The London Diocese held its first Day of Reconciliation in 2009 to mark the Year of the Priest. Now it's an annual event.
"Part of the thinking in doing this was to try to reawaken a sense of the sacrament and the practice of the sacrament by making it widely available in such a concentrated way in the course of one day," explained Baillargeon.
"So the intent here was drawing attention to the sacrament and publicizing it well in advance and talking about it in various ways."
Some London priests have taken the idea further, holding a confession day on their own in Lent, in Advent and even in late spring and have had similar positive responses, said Baillargeon.
In his talk to the Edmonton priests, the London chancellor recommended a couple of things. "One is the need, of course, to make this Day of Reconciliation widely known.
"If it's going to work, people have to be aware of it. Today in our culture people get a lot of messages from a lot of places all day long so you have to speak this message repeatedly."
It is also important that those that come to confess their sins be warmly welcomed and received.
"This has to be a positive experience for them because many of them come back after an absence of 10 and 20 and even 40 years," Baillargeon said.
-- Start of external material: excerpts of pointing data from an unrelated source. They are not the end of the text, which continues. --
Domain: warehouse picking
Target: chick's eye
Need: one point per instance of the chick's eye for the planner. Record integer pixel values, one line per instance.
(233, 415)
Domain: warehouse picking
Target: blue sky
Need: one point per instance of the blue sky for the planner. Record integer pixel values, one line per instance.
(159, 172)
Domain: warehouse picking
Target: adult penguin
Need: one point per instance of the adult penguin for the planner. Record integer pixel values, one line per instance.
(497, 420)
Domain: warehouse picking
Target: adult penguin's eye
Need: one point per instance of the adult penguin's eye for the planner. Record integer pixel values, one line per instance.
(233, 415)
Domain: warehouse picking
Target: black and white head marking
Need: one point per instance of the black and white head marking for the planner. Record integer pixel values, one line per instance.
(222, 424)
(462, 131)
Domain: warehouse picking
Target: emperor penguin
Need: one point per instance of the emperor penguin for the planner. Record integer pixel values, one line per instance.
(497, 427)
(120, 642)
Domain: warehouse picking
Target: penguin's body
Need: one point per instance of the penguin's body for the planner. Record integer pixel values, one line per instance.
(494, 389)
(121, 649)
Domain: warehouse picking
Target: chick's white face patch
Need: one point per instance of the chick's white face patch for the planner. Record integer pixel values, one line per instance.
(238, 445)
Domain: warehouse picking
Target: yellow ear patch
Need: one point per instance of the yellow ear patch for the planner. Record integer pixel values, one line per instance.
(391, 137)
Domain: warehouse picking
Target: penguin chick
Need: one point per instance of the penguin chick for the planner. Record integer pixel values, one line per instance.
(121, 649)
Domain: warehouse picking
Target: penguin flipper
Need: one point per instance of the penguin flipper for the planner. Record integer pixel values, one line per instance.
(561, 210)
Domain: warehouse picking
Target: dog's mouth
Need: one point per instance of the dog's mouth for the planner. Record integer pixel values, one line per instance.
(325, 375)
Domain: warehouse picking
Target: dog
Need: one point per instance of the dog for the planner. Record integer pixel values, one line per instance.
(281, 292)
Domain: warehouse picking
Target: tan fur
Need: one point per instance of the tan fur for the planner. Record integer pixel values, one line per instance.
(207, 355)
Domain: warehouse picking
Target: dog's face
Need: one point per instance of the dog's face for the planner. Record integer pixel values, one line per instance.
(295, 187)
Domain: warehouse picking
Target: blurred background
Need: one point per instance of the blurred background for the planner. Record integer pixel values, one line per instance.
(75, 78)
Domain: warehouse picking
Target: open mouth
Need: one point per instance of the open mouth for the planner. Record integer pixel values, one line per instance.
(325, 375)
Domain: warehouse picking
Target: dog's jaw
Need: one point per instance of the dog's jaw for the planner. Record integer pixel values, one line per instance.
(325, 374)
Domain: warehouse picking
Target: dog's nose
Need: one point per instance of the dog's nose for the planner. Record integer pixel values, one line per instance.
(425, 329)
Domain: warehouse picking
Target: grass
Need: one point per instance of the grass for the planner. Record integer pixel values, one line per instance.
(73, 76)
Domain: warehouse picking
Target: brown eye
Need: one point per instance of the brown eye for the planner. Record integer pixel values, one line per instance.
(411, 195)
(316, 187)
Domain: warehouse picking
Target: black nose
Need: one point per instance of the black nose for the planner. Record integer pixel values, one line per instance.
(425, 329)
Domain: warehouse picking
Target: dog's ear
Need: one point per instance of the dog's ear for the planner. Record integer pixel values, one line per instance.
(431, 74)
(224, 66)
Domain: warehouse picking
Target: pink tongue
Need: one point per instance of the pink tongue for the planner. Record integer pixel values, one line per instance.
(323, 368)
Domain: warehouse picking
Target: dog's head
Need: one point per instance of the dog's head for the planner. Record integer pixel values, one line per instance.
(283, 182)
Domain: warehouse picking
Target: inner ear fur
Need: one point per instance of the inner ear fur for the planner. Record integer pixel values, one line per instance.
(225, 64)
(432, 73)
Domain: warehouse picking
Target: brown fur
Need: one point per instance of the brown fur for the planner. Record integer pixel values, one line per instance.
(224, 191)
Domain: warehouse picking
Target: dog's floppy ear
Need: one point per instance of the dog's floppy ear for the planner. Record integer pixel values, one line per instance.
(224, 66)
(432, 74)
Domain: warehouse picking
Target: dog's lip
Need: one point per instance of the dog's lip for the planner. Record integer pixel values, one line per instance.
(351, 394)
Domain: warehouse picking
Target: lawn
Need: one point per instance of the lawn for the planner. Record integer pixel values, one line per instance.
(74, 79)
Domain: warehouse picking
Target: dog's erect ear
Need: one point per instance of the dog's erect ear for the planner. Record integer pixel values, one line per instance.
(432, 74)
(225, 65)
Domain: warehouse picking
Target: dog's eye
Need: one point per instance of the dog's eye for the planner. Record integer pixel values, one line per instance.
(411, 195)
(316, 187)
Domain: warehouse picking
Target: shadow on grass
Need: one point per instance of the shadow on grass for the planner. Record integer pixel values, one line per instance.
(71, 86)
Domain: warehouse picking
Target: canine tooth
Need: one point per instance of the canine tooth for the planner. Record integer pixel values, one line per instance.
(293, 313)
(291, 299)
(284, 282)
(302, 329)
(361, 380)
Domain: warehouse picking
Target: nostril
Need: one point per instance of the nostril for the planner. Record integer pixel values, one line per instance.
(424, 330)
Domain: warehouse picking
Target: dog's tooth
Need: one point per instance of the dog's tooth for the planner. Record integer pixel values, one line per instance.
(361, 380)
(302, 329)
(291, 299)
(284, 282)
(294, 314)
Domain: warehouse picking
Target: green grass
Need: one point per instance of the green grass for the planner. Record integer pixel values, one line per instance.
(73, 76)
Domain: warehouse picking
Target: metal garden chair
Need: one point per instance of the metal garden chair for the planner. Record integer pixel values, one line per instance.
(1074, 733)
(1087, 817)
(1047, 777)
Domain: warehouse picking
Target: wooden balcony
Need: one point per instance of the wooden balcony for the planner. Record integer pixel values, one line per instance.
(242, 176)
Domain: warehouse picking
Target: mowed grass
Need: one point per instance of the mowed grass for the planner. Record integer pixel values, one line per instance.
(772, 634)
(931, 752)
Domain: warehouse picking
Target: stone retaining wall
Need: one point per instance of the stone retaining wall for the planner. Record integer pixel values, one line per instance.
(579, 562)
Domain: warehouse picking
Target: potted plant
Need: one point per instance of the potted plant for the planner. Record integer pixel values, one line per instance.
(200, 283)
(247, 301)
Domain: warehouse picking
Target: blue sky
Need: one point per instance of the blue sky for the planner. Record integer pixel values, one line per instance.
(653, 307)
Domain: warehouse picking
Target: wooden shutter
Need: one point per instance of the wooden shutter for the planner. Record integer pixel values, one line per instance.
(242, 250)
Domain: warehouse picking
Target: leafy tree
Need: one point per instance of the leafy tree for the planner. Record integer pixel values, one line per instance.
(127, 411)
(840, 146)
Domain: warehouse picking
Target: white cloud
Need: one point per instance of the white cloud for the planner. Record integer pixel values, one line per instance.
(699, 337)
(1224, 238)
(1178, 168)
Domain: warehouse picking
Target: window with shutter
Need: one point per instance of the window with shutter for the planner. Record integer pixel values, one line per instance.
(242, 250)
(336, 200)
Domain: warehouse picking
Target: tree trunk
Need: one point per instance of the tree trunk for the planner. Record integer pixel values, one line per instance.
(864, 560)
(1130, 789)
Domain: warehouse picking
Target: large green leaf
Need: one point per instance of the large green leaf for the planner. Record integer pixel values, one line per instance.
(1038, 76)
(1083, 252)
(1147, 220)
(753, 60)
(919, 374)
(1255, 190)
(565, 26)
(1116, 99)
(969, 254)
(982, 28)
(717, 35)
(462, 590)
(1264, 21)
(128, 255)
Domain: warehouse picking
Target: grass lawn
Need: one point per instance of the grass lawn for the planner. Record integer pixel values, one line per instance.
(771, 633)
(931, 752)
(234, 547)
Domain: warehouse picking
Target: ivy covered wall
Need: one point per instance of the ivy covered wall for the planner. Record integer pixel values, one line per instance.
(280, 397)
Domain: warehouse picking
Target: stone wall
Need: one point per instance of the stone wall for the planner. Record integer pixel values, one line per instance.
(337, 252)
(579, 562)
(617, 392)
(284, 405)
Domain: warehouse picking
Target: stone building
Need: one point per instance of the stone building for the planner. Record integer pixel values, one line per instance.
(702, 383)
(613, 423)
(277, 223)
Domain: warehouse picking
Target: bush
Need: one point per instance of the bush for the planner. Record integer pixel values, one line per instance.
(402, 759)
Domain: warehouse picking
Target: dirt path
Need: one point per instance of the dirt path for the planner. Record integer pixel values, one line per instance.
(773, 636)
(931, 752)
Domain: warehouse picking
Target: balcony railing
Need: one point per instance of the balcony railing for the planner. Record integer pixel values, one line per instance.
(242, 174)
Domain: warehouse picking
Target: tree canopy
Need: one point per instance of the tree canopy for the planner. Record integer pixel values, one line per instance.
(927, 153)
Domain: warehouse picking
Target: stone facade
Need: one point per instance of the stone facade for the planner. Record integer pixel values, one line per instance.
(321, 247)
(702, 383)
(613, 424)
"They have been away for a long time so when they come back they should find a church that welcomes them, that embraces, that receives them, that offers them all of this goodness. It is a homecoming for many people."
Deacons and lay ministers should be present at the churches on Reconciliation Day welcoming the people who come, Baillargeon recommended.
The Day of Reconciliation in the Edmonton Archdiocese will involve all priests who are able to help, including retired priests and religious priests.
"What will happen is that in each parish the pastor and other priests will make themselves available for confessions throughout the day and in the evening," Smith said.
"Now each priest will have to determine in his concrete circumstances exactly how that takes place."
A priest with one church probably would want to indicate to his parishioners the times he will be available. Those with multiple churches will have to decide where Reconciliation will take place, either in one church through the day or in one church in the morning and in another mission church in the afternoon.
Smith said wherever Reconciliation takes place, "the environment has to be welcoming," making sure people's privacy and confidentiality is respected.
The archbishop expects all kinds of people to show up for the sacrament, including those who make confession a regular practice and those who have been away from the Church for a number of years.
"The point, though, is that everyone is welcome (because) God's mercy embraces everybody and we really want to make ourselves available for our people - certainly as the archbishop and my priests are one with me on this."
Smith said the Day of Reconciliation has a deep connection with the New Evangelization, which in this Year of the Faith is inviting the faithful to focus on the message of the Gospel.
"At the centre of everything that is proclaimed in the Gospel is the simple, beautiful message that God sent Jesus to forgive sinners," he said. "He came not to call the righteous but the sinners.
"And when we hear those words of absolution in the confessional, we are indeed forgiven and the truth of the Gospel touches us and is made very real in our lives."